Beijing – Pemerintah Tiongkok telah mengeluarkan peringatan keras menyusul potensi banjir besar yang mengancam Sungai-sungai Xijiang dan Beijiang di Provinsi Guangdong. Lonjakan permukaan air yang belum pernah terjadi sebelumnya mengancam sekitar 127 juta penduduk.

Otoritas Iklim dan Cuaca Tiongkok melaporkan peningkatan permukaan air yang signifikan di beberapa anak sungai, memicu kekhawatiran akan banjir satu dari 50 tahun sekali. Para pejabat setempat telah mengambil langkah darurat untuk mencegah bencana, termasuk mengimbau departemen pemerintah untuk menyiapkan rencana evakuasi dan distribusi bantuan.

Baca Juga

Hujan lebat yang berkepanjangan telah memicu angin kencang dan cuaca ekstrem lainnya di Guangdong dalam beberapa hari terakhir. Sebagian besar wilayah provinsi telah diguyur hujan selama lebih dari 12 jam, mengakibatkan banjir parah di kota-kota seperti Zhaoqing dan Shaoguan.

Jalan-jalan terendam air, memaksa kendaraan terjebak dan menyebabkan ganggunan aktivitas harian. Pemerintah Qingyuan bahkan telah menutup sekolah sementara untuk memastikan keselamatan siswa.

“Banjir telah menggenangi daerah Huaiji di Zhaoqing,” komentar seorang pengguna media sosial Weibo. “Warga lanjut usia dan anak-anak di daerah pedesaan sangat rentan karena pemadaman listrik dan hilangnya sinyal.”

Video yang beredar menunjukkan arus banjir yang deras menyeret kendaraan dan membentuk air bah di sepanjang jalan kota.
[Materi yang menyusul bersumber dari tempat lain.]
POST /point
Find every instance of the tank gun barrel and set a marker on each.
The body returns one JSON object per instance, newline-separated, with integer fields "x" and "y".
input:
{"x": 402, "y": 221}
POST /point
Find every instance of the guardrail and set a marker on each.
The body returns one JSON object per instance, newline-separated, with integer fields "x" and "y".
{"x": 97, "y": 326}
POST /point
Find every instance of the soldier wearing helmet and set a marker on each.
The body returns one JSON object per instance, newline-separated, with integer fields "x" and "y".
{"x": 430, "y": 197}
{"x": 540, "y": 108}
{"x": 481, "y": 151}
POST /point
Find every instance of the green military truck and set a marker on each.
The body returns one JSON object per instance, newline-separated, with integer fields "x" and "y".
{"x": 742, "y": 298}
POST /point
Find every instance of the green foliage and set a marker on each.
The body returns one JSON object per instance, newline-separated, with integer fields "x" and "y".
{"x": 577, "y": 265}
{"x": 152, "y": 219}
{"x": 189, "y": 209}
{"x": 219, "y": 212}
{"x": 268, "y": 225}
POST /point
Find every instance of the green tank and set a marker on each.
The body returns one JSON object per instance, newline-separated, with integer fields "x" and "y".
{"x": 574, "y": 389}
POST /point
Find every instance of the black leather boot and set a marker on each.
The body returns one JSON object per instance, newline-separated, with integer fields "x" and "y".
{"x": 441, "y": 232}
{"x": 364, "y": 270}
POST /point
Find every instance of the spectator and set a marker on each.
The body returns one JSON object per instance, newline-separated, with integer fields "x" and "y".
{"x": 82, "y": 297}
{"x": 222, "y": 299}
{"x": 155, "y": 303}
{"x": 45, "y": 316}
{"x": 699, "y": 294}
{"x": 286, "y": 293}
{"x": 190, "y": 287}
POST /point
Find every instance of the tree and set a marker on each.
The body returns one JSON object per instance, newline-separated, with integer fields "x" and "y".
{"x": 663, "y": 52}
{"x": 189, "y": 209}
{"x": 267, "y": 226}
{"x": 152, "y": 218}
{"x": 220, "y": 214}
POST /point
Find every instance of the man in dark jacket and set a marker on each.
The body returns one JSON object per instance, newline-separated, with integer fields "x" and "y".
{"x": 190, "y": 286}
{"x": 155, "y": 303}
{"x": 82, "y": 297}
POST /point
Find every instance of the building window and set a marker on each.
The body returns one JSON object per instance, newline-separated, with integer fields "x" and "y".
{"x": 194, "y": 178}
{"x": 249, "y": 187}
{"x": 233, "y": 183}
Pihak berwenang juga telah melarang kapal berlayar di beberapa sungai, menerapkan langkah-langkah keamanan untuk mencegah kecelakaan.
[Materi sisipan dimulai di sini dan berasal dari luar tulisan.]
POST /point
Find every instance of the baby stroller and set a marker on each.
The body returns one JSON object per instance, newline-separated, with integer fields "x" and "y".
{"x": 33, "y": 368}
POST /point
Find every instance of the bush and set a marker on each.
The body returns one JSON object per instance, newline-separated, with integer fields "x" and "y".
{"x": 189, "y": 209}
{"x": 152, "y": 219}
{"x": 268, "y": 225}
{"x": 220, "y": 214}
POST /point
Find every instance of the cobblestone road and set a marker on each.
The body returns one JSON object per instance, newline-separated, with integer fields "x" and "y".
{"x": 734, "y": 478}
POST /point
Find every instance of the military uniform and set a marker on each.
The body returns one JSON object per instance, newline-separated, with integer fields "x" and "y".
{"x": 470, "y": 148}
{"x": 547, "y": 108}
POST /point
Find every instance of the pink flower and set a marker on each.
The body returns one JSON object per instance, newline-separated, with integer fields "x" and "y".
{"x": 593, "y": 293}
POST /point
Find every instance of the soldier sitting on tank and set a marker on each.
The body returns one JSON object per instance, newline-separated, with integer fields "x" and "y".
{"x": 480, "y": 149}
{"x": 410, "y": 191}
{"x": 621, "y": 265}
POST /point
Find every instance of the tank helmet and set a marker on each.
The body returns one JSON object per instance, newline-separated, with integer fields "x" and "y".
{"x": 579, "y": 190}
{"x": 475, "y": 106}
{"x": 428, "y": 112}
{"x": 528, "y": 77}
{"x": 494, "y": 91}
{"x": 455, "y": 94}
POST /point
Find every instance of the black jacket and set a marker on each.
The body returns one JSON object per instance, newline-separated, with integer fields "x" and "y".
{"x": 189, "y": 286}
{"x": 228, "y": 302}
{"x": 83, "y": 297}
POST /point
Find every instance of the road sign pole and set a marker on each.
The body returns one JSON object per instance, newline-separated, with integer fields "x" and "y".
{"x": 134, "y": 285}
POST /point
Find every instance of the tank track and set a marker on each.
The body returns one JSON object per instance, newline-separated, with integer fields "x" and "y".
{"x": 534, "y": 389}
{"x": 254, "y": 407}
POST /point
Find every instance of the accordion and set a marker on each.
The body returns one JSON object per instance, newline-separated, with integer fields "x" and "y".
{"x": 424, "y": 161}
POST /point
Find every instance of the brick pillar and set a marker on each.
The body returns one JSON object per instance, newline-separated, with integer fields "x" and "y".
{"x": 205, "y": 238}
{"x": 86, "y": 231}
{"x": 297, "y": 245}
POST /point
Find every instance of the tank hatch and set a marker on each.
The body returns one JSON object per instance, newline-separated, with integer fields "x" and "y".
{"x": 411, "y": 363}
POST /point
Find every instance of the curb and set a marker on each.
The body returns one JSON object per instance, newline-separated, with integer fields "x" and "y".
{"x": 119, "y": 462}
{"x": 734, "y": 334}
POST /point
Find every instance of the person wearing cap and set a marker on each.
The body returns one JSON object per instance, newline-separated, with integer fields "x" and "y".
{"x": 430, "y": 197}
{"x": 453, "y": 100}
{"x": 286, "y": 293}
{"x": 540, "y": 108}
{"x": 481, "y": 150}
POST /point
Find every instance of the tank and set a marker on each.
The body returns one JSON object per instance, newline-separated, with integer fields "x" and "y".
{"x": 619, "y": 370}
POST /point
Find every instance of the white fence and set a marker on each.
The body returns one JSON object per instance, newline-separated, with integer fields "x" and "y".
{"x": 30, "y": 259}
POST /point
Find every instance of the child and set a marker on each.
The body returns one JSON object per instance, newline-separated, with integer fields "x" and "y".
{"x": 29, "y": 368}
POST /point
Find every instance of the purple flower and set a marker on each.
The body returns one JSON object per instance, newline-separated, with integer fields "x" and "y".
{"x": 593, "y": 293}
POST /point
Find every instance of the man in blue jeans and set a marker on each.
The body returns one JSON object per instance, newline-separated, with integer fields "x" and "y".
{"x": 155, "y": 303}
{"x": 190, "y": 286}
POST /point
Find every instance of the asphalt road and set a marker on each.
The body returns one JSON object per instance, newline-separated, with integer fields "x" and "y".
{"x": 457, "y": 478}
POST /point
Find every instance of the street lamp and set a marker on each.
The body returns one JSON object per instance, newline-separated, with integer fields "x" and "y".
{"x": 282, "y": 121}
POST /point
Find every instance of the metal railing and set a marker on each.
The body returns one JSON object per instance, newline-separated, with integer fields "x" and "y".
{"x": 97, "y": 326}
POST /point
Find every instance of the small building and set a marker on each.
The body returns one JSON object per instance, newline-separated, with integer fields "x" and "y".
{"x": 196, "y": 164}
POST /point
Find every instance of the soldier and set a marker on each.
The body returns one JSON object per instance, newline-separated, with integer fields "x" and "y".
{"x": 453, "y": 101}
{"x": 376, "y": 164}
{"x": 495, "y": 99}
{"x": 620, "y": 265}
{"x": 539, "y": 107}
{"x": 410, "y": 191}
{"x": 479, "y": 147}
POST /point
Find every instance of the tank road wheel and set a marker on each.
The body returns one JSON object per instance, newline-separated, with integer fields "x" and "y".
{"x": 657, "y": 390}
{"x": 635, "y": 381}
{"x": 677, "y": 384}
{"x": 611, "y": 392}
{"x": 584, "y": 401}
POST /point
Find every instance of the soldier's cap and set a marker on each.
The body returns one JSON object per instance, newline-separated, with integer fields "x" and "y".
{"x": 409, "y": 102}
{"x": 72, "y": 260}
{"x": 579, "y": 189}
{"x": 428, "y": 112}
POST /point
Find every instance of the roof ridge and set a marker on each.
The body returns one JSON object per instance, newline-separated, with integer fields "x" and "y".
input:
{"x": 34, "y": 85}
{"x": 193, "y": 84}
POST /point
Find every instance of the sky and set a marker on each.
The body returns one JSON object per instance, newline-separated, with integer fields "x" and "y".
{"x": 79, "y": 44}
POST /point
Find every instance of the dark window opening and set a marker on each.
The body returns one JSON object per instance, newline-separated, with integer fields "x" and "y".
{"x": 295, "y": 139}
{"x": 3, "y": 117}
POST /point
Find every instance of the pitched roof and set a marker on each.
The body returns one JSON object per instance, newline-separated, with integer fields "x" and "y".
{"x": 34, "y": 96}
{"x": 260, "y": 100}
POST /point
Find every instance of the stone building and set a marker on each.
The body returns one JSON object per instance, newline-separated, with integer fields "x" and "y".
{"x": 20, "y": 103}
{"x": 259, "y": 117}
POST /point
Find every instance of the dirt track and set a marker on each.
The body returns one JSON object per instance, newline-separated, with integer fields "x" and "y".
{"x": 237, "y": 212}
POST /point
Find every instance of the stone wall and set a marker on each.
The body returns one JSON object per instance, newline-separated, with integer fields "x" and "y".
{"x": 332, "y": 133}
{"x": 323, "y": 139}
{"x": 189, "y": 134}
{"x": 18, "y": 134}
Bendungan di Guangzhou, ibu kota provinsi, telah mencapai tingkat air yang mengkhawatirkan. Sementara itu, lebih dari 2600 stasiun hidrologi telah melaporkan curah hujan yang melebihi 50 mm, meningkatkan risiko banjir bandang.

Di provinsi tetangga Guangxi, angin kencang telah merobohkan bangunan dan memicu hujan es serta banjir. Lebih dari 65 tanah longsor dilaporkan di kota Hezhou saja.